L’avocat de la partie civile, lui, a demandé au président du tribunal de garder en mémoire les regards des victimes, lors de son délibéré. “J’y ai vu la peur, mais je les ai rassurés parce que pour moi, l’œuvre de justice, c’est aussi une œuvre d’assainissement intérieur.”

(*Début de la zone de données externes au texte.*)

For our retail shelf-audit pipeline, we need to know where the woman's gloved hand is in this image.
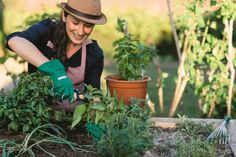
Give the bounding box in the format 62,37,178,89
38,59,74,103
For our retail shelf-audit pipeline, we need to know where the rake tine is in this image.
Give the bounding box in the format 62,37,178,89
207,116,230,144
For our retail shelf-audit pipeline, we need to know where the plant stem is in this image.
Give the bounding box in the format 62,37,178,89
167,0,181,63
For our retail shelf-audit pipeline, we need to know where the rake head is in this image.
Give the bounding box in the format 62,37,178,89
207,116,230,144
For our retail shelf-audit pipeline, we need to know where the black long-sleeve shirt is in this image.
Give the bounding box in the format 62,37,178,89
6,19,104,89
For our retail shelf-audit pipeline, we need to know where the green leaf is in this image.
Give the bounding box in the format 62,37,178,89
91,104,106,111
71,104,86,128
95,111,103,124
8,121,18,132
23,124,29,132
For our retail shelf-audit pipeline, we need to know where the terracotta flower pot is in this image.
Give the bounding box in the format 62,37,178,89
105,75,151,104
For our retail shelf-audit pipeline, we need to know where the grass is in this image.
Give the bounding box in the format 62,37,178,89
101,60,201,117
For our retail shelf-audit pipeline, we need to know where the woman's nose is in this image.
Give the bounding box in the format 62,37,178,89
77,24,84,35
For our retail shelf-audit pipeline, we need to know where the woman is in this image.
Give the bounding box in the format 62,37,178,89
7,0,107,110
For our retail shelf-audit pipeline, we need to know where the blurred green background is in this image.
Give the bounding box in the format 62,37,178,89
0,0,200,117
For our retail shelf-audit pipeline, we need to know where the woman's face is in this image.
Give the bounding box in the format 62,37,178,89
62,14,94,45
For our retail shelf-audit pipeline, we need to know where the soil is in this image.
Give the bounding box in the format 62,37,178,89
0,124,233,157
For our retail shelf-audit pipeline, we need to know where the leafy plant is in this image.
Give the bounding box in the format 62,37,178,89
113,19,155,80
96,105,153,157
177,140,216,157
0,73,54,132
171,0,236,117
71,85,126,128
0,124,92,157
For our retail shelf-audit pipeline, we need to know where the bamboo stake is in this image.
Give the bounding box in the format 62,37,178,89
167,0,181,63
208,94,216,118
152,59,164,113
225,19,235,116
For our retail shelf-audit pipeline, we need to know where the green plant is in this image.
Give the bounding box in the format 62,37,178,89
172,0,236,117
176,140,216,157
96,108,153,157
0,124,93,157
71,85,126,128
113,19,155,80
0,73,54,132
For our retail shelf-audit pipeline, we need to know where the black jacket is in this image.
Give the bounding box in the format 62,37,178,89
6,19,104,89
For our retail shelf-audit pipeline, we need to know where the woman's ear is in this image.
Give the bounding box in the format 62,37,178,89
61,11,66,22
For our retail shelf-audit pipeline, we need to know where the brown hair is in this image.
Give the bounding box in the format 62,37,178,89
52,12,69,63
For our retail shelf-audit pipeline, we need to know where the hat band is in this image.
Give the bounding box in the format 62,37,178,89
65,4,102,20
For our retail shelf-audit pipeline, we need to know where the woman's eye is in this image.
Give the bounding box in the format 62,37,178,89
85,24,93,28
72,21,79,25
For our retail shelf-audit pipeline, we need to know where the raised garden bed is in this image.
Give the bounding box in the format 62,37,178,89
148,117,236,157
0,117,236,157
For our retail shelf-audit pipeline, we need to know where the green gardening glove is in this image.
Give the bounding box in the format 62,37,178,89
38,59,74,103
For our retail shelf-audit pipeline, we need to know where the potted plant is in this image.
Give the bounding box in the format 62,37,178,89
105,19,155,104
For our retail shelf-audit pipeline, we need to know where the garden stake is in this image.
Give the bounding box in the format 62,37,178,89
207,116,230,144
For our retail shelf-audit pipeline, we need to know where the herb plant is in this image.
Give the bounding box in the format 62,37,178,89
96,102,153,157
113,19,155,80
0,124,90,157
0,73,54,132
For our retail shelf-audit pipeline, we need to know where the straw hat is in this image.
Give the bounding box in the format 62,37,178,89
61,0,107,25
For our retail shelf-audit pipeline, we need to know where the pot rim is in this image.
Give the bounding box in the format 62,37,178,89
104,74,151,83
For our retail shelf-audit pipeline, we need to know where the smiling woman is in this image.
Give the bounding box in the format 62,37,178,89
7,0,107,110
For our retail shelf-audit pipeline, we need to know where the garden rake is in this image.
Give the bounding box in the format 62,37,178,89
207,116,230,144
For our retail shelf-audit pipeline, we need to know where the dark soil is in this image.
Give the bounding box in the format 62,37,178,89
0,123,233,157
143,128,234,157
0,122,99,157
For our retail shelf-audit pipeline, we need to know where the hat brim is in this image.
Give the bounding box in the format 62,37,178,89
60,2,107,25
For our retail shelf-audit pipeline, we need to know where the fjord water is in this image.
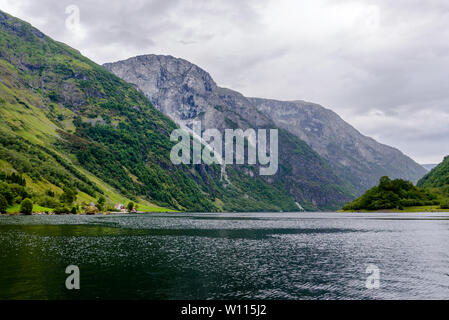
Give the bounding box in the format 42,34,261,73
0,213,449,299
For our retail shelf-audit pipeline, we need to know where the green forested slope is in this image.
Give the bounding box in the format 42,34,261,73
0,11,306,211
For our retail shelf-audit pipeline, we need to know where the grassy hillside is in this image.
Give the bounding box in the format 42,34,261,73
0,11,304,211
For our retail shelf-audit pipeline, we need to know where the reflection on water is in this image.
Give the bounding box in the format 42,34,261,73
0,213,449,299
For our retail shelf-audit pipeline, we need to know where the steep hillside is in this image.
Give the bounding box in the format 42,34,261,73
104,55,354,210
0,12,224,211
0,12,297,211
250,98,426,194
418,156,449,188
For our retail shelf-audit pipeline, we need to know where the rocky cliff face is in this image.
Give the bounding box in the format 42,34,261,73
104,55,425,205
250,98,426,192
104,55,354,210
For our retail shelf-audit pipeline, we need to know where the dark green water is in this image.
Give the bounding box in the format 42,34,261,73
0,213,449,299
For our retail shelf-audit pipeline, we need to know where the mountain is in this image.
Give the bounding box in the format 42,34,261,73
0,12,224,211
0,11,353,212
104,55,354,210
421,163,438,171
250,98,426,193
104,55,425,197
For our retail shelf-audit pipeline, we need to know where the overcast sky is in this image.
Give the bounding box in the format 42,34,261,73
0,0,449,163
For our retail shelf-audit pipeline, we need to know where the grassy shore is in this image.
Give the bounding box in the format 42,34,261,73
339,206,449,213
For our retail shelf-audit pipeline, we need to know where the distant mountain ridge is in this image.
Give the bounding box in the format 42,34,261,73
104,55,355,210
421,163,438,171
104,54,426,195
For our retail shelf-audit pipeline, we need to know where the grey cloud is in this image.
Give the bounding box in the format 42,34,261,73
0,0,449,162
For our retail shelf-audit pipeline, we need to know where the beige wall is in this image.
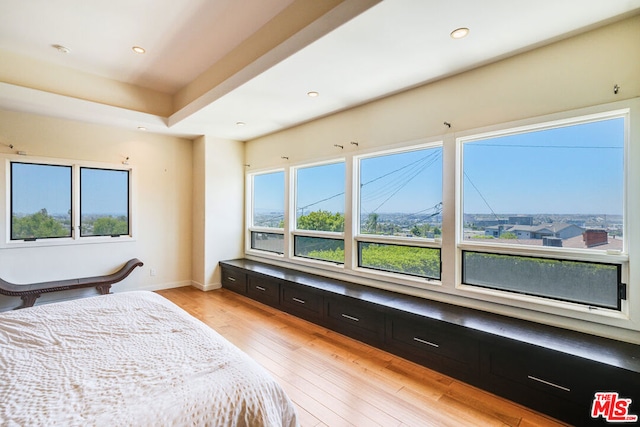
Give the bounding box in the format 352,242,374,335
0,111,192,307
192,136,244,290
246,16,640,342
246,16,640,169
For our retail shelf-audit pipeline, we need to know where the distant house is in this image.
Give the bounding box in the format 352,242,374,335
484,222,584,240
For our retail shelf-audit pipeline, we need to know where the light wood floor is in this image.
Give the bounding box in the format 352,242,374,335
158,287,563,427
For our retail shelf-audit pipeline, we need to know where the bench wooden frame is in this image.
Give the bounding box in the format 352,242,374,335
0,258,144,309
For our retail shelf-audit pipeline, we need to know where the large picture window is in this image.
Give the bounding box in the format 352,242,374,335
246,101,640,325
250,171,285,254
294,162,346,264
80,168,129,236
357,144,442,280
10,162,72,240
8,162,131,244
459,114,626,310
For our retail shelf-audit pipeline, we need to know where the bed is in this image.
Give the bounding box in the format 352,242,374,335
0,291,298,426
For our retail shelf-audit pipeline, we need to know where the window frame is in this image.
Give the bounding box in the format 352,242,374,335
245,168,289,258
7,161,75,243
353,143,444,284
76,165,131,238
245,98,640,333
0,155,137,249
455,106,632,317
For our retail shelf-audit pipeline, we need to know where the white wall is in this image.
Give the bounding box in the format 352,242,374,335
246,16,640,342
0,111,192,308
192,136,244,290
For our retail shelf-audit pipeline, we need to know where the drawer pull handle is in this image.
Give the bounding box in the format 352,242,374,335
527,375,571,391
342,313,360,322
413,337,440,348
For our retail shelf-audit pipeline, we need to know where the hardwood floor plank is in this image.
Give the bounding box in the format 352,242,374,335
157,287,564,427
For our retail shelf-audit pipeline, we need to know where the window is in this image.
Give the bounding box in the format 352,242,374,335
80,168,129,236
10,162,72,240
8,162,131,244
294,162,346,264
250,171,285,254
459,113,626,310
357,144,442,280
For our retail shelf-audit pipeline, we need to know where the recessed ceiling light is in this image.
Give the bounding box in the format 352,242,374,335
51,44,71,53
450,27,469,39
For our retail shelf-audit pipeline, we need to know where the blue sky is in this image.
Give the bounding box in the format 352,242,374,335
12,163,128,215
463,118,624,215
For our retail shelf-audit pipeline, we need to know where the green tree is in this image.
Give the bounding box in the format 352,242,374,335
298,210,344,232
364,213,379,234
93,216,129,236
11,209,71,239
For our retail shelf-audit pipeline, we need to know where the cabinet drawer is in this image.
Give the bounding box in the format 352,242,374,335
280,284,323,320
481,343,601,425
247,276,280,306
485,347,596,403
385,313,480,375
222,268,247,295
326,297,384,345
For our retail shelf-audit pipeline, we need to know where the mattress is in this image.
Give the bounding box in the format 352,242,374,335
0,291,298,426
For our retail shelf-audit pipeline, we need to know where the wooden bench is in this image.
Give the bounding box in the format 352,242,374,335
0,258,143,309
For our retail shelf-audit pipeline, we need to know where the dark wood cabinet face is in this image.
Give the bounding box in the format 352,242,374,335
385,313,479,379
222,260,640,425
222,268,247,295
247,276,280,306
280,284,324,322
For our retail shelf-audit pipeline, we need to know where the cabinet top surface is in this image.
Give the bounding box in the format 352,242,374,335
220,259,640,373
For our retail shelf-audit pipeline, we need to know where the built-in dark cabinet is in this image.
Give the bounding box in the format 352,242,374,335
222,267,247,295
280,283,324,324
220,259,640,426
247,275,280,307
385,310,479,382
324,295,384,346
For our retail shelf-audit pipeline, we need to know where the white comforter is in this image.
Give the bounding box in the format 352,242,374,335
0,292,297,427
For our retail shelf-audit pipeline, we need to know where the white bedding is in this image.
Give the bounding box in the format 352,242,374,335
0,292,297,427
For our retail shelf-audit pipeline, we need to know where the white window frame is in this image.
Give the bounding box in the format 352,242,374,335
245,168,289,258
454,100,640,327
292,157,351,270
352,144,444,285
0,155,137,249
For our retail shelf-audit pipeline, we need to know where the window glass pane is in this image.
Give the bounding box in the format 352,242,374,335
80,168,129,236
358,242,440,280
360,147,442,239
296,163,345,232
294,236,344,264
11,163,71,240
462,251,621,310
253,172,284,228
463,117,625,250
251,231,284,254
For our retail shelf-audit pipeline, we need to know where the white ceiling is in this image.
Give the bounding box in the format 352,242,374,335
0,0,640,140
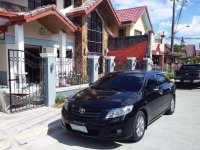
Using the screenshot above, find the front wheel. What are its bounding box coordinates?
[166,97,175,115]
[129,111,146,142]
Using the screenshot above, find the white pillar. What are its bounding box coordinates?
[15,24,24,50]
[14,24,26,88]
[59,31,66,58]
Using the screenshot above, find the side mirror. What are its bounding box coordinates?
[146,86,159,93]
[153,87,159,92]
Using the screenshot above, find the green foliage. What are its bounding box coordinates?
[165,71,174,80]
[190,56,200,64]
[55,96,68,104]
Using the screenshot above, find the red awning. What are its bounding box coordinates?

Il ajoute que le tribunal va juger un pair. Aussi, a-t-il souligné, avant d’être une décision, la justice est un symbole. Selon lui, si M. Yoda avait reconnu son tort, tous ces acteurs seraient repartis avec un sentiment apaisé. Mais il n’a pas reconnu, il a tout nié, simplement parce qu’il ne peut rien reconnaître à moitié sans reconnaître tout le reste. Il est enfermé dans sa propre stratégie d’où il ne peut en sortir, pense l’avocat de la partie civile.
“Vous avez même interpellé sa conscience en lui rappelant la situation matrimoniale de ses deux co-accusés mais il est resté droit dans ses bottes”, a-t-il rappelé au président du tribunal.
L’avocat de la partie civile a remis au tribunal la liste de ses réclamations. Il a demandé que la condamnation soit solidaires pour les prévenus.
Le parquet, lui, a requis contre le prévenu Sidaty Yoda, qu’il soit reconnu coupable des faits de stellionat et de blanchiment de capitaux. Il recommande une peine d’emprisonnement de 48 mois dont 24 mois fermes et 2 millions de francs CFA d’amende ferme.
A l’endroit des prévenus Lamine Tera et Tiga Adama Ganamé, le parquet a requis qu’ils soient déclarés coupables des faits de stellionat et de blanchiment d’argent. Il requiert une peine d’emprisonnement de 36 mois dont 18 mois fermes et 1 million CFA d’amende ferme pour chacun.